Police-Community Collaboration: America’s Public Safety Lifeline

Police-community collaboration is critical to renewing the values of America and the lifeline of public safety throughout the nation.

Over the past two years, I have addressed the criticality of positive police-community relations in my columns for the Epoch Times, and respectfully encourage a review of these articles.

Although these articles honestly address police-community controversies, they always provide solutions and accentuate the positive by encouraging a unity of effort since protecting our communities is a shared responsibility.

America must rise to the occasion with an unwavering commitment to facilitate police-community collaboration, the lifeline of public safety.

Our communities deserve positive police-community relations to protect our way of life, values, and democracy. Failure is not an option, as without this cohesiveness; the results are disorder, chaos, and anarchy.

Police-Community Relations Demand Reform

Police departments must be continually collaborative and this is a time for transformational reform, ignited by a proper understanding of the principles of community policing.

Community policing must not be a superficial catch-phrase but expressed through a police departments personality and concrete initiatives in the community.

The responsibility is not incumbent on police departments alone but on all members of the community who have responsibilities of building bridges with law enforcement.

America’s Youth: The Heart of Community Policing

It has taken generations to get to where we are and America needs the youth as catalysts to renew the nation.
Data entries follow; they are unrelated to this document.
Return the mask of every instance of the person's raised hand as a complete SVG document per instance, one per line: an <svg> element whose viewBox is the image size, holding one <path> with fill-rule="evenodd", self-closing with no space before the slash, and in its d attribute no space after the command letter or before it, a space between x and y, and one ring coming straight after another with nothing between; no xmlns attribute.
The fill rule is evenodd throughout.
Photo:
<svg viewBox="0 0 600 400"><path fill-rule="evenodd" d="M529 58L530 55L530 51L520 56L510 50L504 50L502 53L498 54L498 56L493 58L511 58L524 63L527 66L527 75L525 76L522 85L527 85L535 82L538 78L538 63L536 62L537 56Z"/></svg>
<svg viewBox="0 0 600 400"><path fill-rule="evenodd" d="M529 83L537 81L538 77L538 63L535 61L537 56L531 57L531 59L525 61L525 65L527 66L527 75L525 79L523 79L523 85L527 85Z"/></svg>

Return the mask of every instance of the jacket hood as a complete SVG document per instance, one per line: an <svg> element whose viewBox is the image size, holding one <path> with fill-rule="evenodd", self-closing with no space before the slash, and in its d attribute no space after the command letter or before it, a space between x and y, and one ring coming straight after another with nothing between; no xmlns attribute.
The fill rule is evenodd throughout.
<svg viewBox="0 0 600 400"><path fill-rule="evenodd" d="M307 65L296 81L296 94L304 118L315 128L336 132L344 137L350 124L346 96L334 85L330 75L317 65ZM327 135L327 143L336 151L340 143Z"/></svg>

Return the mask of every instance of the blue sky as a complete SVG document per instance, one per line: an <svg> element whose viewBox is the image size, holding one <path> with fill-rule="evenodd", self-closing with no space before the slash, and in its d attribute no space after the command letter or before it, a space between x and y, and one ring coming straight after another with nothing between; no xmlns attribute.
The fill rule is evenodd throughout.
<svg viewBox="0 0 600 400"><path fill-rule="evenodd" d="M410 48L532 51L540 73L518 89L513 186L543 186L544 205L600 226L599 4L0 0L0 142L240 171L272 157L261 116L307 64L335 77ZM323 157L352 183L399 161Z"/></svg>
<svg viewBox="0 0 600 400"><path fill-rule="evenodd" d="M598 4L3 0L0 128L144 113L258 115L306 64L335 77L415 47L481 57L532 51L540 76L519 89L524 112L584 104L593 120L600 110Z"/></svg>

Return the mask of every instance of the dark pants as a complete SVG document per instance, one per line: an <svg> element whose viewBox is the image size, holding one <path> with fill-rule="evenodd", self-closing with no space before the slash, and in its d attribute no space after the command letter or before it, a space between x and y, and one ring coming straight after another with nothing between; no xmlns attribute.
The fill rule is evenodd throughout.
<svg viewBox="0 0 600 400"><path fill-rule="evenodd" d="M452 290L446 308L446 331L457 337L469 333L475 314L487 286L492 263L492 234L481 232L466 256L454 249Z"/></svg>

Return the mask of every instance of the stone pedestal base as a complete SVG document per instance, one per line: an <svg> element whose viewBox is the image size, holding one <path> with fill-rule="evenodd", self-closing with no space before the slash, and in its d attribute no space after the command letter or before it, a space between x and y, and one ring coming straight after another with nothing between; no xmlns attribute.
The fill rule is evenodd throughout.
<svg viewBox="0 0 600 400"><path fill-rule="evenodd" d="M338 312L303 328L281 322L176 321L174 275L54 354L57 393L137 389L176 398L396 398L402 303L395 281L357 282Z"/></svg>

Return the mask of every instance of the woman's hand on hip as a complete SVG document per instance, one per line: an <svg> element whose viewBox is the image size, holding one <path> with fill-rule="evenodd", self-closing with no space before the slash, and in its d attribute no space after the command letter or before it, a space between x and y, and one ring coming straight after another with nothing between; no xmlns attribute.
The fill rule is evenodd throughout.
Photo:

America’s youth will be the heart of transforming police-community relations as they are the irrefutable future of our nation.

Our youth must be the heart of community policing initiatives and we must be earn their trust and inspire their dedication to society.

A positive law enforcement presence as protective guardians is critical in our schools and communities. This presence must be manifested with initiatives including youth police academies, school resource officers, youth award assemblies, public safety expositions, police athletic leagues, police-youth mentoring, character education programs, and community action teams.

These actions teams, inspired by character education programs in partnership with the police, demands sensitivity to the most vulnerable in society including the homeless, sick, unemployed, elderly, and the poor.

Police must have a heightened sensitivity that their mission to protect and serve demands earning the respect of youth. This mission demands an unwavering determination to inspiring youth through positive encounters.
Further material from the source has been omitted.